Mackintosh can still remember the first time Khan discussed opening a wrestling company with him. “In his story, he was designing something that he had in his mind, from what I could tell, all his life.”
“I first met Tony in, I believe, in 2016 or 2017 in Jacksonville,” Jericho says. “I had heard rumors that there was this guy who was gonna try and start a new company up. We had a conversation. We had heard so many times before that guys were gonna start new companies. Tony was obviously a little bit different. I realized that he was serious and then it was something to really consider.”
But could it lead to Wembley and a record crowd? Wight recalls: “When I first signed with Tony, I’m like, ‘Tony, we’ve got to get to the UK.’ I was thinking, like, the O2 Arena (with a capacity of 20,000).

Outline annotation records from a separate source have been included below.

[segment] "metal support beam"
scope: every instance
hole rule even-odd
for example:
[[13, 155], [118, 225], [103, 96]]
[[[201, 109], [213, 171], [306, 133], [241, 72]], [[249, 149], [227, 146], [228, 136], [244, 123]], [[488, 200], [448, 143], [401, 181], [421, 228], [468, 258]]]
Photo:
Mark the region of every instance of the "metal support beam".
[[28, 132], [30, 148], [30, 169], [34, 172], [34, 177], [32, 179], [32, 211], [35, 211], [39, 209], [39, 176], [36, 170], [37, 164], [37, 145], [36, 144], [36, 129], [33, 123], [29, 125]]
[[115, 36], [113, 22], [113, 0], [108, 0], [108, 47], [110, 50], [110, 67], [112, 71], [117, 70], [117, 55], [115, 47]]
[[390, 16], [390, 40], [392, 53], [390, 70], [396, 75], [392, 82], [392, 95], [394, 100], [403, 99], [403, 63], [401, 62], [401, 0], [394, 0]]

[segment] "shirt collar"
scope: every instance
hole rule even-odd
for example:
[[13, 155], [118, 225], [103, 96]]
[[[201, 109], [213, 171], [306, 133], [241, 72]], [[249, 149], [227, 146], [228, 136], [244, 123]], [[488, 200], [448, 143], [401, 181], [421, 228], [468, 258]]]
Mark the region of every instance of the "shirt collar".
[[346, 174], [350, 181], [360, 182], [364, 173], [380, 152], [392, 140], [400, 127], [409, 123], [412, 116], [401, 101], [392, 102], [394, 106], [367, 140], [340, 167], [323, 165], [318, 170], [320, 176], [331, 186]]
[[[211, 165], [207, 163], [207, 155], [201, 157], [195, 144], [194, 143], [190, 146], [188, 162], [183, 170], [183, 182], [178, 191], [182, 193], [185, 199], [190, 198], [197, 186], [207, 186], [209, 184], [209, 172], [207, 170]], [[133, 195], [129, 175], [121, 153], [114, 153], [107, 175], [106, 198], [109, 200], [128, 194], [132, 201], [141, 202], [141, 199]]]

“He said, ‘We’ll do Wembley Stadium.’ ‘Oh, OK!’”
Shahid Khan even tried to buy Wembley for £600million in 2018. “I believe Wembley Stadium is the premium sports ground in the world,” says Tony. “We’re now the No 1 most-watched wrestling promotion in the UK. And for our first event, I felt we should put on a show consistent with being the top wrestling promotion in the UK.”
That’s the reasoned perspective, but Khan also offers up another explanation — and it goes back to those virtual wrestling events. “The biggest show I ever did in my mind was at Wembley Stadium. I wrote it 15 years ago.
“It was the culmination of everything that I had ever wanted to do. We’ve even managed to surpass my dream for the attendance at such an event.
“I feel that we’ve accomplished virtually every goal I would have dreamed of from the very beginning.”